Para que esto ocurra, quizás tengan primero que desaparecer los partidos
hegemónicos actuales, sin embargo, tampoco mi inspiran confianza una Izquierda
Unida más castrista que Castro, una UPyD borracha con un discurso centralista
que haría enrojecer a José María Aznar o un Equo que más allá de todas sus
buenas intenciones, no tiene el discurso de un partido de Gobierno sino de un
participante junior dentro de una amplia coalición. Y el peligro es que si los
grandes partidos no se dan cuenta de sus errores y rectifican, brotarán cada
vez más de estos partidos que, más que contar con un discurso realista, se
aprovechan del descontento para sembrar la tierra con más populismo, si cabe. Y
con tanta demagogia, ¿quién podrá distinguir los unos de los otros?

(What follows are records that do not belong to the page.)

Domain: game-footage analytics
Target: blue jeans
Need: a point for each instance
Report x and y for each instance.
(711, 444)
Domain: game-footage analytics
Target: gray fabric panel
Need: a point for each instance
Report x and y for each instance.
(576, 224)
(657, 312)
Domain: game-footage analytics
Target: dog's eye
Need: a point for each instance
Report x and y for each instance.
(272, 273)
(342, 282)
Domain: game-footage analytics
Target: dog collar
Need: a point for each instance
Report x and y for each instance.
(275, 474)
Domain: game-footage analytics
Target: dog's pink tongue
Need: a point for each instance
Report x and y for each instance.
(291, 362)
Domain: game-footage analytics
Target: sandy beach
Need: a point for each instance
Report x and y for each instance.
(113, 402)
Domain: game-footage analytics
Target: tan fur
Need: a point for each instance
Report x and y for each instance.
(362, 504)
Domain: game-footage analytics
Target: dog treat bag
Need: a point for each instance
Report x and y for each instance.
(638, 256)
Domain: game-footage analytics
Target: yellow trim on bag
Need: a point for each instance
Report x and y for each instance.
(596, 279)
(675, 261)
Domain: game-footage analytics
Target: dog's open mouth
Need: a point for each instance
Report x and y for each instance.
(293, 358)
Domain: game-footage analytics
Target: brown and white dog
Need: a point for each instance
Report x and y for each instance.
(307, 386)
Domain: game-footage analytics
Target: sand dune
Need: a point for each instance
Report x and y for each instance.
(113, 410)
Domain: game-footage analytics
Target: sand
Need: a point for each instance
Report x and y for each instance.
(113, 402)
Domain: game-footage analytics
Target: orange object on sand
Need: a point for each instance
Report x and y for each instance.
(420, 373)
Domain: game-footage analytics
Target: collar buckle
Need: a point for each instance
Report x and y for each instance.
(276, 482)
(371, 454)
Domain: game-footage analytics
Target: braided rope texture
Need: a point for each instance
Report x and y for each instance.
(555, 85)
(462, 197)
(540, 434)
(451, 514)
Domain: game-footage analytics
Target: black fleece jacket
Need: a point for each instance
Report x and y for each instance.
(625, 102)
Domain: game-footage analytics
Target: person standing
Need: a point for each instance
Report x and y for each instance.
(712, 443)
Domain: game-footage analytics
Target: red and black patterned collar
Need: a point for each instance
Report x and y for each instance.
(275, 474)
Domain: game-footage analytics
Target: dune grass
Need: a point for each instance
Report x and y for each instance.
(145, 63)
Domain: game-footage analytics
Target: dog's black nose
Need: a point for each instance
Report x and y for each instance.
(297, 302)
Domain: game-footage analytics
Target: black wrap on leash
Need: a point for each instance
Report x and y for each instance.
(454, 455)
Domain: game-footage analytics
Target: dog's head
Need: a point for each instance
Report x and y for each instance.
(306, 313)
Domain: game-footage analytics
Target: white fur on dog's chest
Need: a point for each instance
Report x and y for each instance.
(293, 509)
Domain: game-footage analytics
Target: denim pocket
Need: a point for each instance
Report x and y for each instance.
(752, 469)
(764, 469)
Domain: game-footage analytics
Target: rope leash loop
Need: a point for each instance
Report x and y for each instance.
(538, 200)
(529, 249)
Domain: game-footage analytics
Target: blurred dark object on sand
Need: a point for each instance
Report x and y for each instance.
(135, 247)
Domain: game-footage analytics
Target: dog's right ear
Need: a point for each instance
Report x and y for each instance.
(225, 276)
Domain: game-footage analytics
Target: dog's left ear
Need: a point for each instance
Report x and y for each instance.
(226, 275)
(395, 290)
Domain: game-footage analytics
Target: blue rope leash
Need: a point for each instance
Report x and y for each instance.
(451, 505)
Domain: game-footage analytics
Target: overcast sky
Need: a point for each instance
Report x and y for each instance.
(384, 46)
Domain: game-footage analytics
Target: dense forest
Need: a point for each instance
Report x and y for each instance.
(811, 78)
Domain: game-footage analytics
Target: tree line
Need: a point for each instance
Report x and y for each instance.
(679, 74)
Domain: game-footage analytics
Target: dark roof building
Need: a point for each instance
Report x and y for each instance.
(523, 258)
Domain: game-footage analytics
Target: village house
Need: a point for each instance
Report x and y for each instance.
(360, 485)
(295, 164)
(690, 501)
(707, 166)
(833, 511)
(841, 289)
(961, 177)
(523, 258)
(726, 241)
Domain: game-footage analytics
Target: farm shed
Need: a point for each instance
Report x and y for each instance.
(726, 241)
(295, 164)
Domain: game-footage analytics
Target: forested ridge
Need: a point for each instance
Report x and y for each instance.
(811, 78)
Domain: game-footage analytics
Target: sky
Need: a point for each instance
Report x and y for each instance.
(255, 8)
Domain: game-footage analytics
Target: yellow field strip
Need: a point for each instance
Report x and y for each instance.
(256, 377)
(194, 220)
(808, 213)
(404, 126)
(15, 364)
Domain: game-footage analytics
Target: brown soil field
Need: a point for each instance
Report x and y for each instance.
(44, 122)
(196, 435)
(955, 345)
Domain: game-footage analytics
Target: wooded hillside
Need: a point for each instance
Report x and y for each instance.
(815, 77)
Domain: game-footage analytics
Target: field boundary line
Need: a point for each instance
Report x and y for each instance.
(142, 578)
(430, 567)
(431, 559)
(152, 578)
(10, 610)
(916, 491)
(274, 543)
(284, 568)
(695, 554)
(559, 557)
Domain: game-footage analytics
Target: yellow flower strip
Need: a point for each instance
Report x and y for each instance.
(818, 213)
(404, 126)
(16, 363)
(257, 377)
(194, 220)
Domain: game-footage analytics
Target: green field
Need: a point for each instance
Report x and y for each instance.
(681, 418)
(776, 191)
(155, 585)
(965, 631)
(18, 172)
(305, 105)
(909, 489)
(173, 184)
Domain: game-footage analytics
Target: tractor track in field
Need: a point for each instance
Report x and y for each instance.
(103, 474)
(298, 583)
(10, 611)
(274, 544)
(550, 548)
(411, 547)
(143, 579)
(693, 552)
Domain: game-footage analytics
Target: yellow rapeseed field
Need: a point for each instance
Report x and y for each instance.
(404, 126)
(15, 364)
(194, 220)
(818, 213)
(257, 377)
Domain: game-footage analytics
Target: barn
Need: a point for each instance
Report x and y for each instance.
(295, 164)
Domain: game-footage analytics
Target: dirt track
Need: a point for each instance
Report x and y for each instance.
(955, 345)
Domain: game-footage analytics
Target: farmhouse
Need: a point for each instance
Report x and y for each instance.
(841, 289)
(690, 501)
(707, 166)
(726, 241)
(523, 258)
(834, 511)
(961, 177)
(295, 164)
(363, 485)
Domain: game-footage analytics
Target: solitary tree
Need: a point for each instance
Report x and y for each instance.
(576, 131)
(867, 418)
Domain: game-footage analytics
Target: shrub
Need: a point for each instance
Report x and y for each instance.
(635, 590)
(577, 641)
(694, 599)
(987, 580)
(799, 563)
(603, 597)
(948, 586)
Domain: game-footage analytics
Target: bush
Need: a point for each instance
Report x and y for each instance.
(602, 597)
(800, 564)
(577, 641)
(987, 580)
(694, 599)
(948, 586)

Nunca hay
que olvidar que el propio Chávez llegó fruto de un fallido sistema bipartidista
que no daba respuesta a las demandas de los ciudadanos. Si nuestros grandes
partidos no dejan de hacer el juego a los discursos guerracivilistas, es
bastante obvio que tarde o temprano las nuevas generaciones de votantes mirarán
para el otro lado, si todavía no lo han hecho.